If you have older students, one of your objectives should be to help them become fluent with a specialized reference book that’s packed with information, the kind of book they will encounter in many different fields of study. Here again is how your bird guide introduces this week’s birds:
GULLS · TERNS · SKIMMERS — Family Laridae. A large, diverse family with strong wings and powerful flight. Some species are largely pelagic; others frequent coastal waters or inland lakes and wetlands. Gulls take from a little over a year to over three years or more to reach adult plumage; immatures are often variable and hard to identify.
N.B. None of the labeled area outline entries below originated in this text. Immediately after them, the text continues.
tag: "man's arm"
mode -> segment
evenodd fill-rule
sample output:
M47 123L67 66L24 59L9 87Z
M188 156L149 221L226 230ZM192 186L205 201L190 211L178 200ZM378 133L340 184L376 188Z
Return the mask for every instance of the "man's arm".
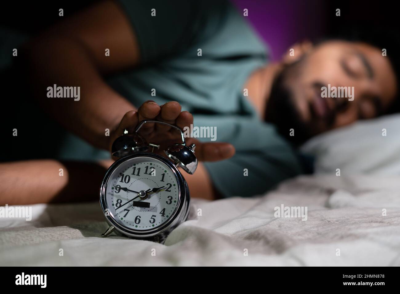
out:
M136 108L102 75L140 60L134 33L119 6L110 1L97 4L34 38L25 49L30 83L42 106L67 129L108 149L105 129L112 130ZM80 86L80 100L47 98L47 88L54 84Z

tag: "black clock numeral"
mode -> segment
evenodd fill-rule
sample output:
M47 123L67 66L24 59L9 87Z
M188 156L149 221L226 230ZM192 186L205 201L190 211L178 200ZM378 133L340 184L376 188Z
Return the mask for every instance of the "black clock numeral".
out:
M123 174L121 176L121 180L120 181L121 183L125 182L128 184L130 181L130 176L128 174L125 176Z
M128 213L129 213L129 212L130 211L130 210L129 209L124 209L124 211L126 212L126 213L125 214L125 215L124 216L124 217L126 218L126 216L128 215Z
M164 216L164 215L165 215L165 208L164 208L162 209L162 210L161 210L161 211L160 212L160 214L161 214L162 216Z
M146 174L154 174L153 173L156 170L156 168L154 166L152 166L150 168L150 172L148 172L149 169L149 166L147 166L146 167L146 170L144 171L144 173Z
M171 187L172 186L172 185L171 185L170 184L169 184L169 183L167 184L167 185L169 185L170 186L168 187L168 188L167 188L165 190L165 191L166 192L171 192L171 190L170 190L170 189L171 188Z
M140 223L140 215L138 215L135 218L135 223L136 224L139 224Z
M169 202L168 202L168 201L169 201ZM171 203L172 203L172 196L168 196L168 200L167 200L166 202L167 204L171 204Z
M138 169L138 173L135 174L135 173L136 172L136 166L133 168L133 172L132 172L132 174L134 176L140 176L140 168L139 168Z

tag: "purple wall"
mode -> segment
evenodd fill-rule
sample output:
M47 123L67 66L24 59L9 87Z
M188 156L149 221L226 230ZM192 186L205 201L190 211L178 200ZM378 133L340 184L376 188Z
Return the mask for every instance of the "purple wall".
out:
M280 59L302 40L322 36L325 31L324 1L320 0L231 0L268 44L272 60Z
In general, male gulls are larger than females. Species: 97 World, 50 N.A. [North America]
Pick a representative species or two to look at in detail each week and read the entry aloud, or have your students study it and then narrate it back to you, explaining all the information it contains. This week, for the terns and skimmers, why not investigate the Common Tern (page 208).
All sorts of biological information is packed into the brief species descriptions in your bird guide — can your students tease it out? How big is the Common Tern? (14½ inches long with a 30-inch wingspan.) What is its scientific name? (Sterna hirundo.) Will you be able to find this species where you live? At what times of year and in what habitat? (Study the range map and range description carefully to answer those questions, and see the book’s back flap for a map key.) Do the males and females look alike? The adults and juveniles? What song or call does this species make? How can you tell it apart from similar species? (The text and illustrations should answer all these questions.)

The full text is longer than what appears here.